La contratapa es un poema
Forn reconoce que cuando está contando algo, está buscando un desvío, un sentido oblicuo que discurre ahí mismo, pero más abajo, en una corriente secreta. Brodsky consideraba que escribir poesía quizás no fuera otra cosa que la reacción de retener una imagen cuando la mente o el ojo dejan de ser confiables. A esto Forn lo denomina “una reacción de nuestro organismo frente a sus limitaciones retentivas”. En algún momento, tras las dos pancreatitis, su organismo le avisó que el agua podía dejar de fluir sin aviso. Y ese peligro no hizo más que profundizar su conciencia sobre el hecho de que se escribe sobre otros para delinear un perfil propio, con la esperanza de que permanezca, de que no se borre con tanta rapidez de la arena.
¿Creés que tus textos tienen algún vínculo con la poesía?
–Escribo las contratapas como el poeta escribe sus poemas. Sí, claro, hay asuntos de condensación, de sonoridad, la búsqueda de un ritmo. Mis textos son poemas, son documentales, peliculitas, ensayos... ¿Qué son? No sé. El desafío es que la red de palabras diga cosas que con las palabras no se pueden decir.
¿Eso es poesía?
–No, es lo poético. Borges o Danilo Kis lo dicen con toda naturalidad. Ellos querían escribir poesía. Entonces la metieron de forma clandestina dentro de la prosa, trabajando el texto con la textura de un poema. Y lo poético también es el humor, la risa, la chispa. La poesía no tiene que ver con lo sublime sino con lo mínimo. Por eso me gustan Anna Ajmátova y Wislawa Szymborska. O Idea Vilariño. Uno se pregunta ¿pero esta mina me habla en serio?
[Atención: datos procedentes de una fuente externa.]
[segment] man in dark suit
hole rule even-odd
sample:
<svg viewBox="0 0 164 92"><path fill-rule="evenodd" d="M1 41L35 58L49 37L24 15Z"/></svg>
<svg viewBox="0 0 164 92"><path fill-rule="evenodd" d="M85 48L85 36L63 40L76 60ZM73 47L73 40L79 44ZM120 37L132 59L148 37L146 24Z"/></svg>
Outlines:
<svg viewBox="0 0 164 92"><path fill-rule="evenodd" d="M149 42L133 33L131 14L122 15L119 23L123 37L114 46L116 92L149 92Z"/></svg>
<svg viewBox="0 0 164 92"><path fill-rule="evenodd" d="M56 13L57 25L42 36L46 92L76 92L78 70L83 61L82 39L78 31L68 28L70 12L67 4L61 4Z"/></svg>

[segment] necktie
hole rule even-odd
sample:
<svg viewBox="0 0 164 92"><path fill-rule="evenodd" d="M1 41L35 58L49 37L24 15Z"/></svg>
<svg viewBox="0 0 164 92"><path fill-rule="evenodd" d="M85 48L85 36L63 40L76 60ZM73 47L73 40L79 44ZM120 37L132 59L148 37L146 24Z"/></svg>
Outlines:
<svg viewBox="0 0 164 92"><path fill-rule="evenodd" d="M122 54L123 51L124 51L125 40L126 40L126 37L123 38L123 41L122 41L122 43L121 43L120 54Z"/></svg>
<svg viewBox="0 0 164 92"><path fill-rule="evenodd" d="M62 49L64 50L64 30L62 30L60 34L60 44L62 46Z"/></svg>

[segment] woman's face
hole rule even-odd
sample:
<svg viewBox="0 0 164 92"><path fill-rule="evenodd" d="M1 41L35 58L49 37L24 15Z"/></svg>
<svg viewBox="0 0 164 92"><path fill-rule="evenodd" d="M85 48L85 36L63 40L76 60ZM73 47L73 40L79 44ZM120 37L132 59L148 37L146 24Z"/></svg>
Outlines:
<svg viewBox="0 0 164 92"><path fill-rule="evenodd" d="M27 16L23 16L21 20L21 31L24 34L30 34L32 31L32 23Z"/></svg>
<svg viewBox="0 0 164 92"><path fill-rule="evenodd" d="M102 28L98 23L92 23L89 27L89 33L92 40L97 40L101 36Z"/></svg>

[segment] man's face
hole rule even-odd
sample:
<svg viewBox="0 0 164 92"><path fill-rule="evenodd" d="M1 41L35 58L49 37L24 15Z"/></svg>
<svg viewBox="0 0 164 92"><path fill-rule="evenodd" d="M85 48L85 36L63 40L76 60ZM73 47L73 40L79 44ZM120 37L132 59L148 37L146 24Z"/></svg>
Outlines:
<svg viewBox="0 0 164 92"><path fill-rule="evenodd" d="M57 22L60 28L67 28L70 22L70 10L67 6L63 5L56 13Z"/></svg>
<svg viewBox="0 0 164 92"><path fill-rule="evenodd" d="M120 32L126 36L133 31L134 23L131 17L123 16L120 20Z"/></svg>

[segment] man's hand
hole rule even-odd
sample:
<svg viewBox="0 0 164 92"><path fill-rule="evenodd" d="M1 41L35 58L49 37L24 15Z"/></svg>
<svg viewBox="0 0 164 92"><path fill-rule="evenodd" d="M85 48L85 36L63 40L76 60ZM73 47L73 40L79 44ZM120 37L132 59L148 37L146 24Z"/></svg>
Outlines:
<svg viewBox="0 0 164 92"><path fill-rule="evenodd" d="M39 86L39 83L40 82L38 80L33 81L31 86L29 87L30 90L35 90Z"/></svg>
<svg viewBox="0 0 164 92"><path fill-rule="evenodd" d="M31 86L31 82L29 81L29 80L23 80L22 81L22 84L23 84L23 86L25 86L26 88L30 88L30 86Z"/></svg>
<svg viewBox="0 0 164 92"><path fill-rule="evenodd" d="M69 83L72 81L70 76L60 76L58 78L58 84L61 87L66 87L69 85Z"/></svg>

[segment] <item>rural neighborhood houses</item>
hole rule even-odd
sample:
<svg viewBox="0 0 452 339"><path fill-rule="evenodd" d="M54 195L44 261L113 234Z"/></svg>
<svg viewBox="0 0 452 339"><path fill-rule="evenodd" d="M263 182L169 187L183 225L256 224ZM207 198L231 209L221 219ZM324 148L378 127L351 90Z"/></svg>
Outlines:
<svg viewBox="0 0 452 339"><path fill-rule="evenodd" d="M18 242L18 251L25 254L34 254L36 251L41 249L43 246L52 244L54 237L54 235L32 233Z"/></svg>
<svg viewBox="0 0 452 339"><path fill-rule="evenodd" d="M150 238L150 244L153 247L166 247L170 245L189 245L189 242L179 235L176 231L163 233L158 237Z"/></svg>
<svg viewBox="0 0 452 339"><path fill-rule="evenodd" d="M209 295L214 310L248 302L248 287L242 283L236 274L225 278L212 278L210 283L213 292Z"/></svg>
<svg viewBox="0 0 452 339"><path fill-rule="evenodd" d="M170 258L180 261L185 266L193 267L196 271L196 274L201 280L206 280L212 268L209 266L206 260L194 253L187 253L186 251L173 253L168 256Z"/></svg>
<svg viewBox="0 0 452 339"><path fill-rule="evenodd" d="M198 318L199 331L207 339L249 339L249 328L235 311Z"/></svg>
Porque tenés esos poemas hechos de desgarro como “Ya no” y al mismo tiempo te la imaginás a ella diciendo “che, ustedes no se estarán tomando en serio todo esto, ¿verdad?”.
Sin embargo, también sos capaz de evitar toda elipsis y revelar la trama casi entera de un libro. Es lo que hiciste con Traduciendo el cielo, de John Crowley.
–¿Y qué tendría que haber hecho? ¿Poner un cartel que diga “Advertencia: contiene spoiler”? Es lo que en música se llama “hacer un cover”. Te gusta mucho una canción y la hacés a tu manera. Seguro que hasta Michael Jackson aplaudiría la versión de “Black or White” que hizo Caetano Veloso. ¿Por qué no se puede hacer eso en la literatura? Si se ha plagiado tanto con la excusa del homenaje ¿por qué no hacerlo más francamente? Es cierto que esa nota no puede funcionar como prólogo del libro. Pero si escribo en un diario, lo hago de tal manera que el mensaje sea “no se pierdan este libro”.
Por estos días, volvió de unas vacaciones breves por Colombia, donde viajó con su hija Matilda, de 17 años. Asegura que ningún escritor del siglo XXI lo tiene fascinado y que por eso vuelve una y otras veces a los dos siglos previos. Está leyendo con atención a Kis y a Natalia Ginzburg. Redescubrió a Chéjov porque “su eficacia no radica sólo en la economía sino en que narra en un grado más bajo que el que debería; te obliga a escuchar ese susurro”. Chéjov, asegura, es un autor para ser disfrutado en la segunda parte de la vida. Ésa que Forn transita ahora, lejos de Buenos Aires aunque cerca cada tanto. Dice que a esta ciudad ya no le encuentra la gracia. Dice que prefiere el ritmo tranquilo de Gesell porque “es como estar abajo del agua”. Pero sin ahogarse.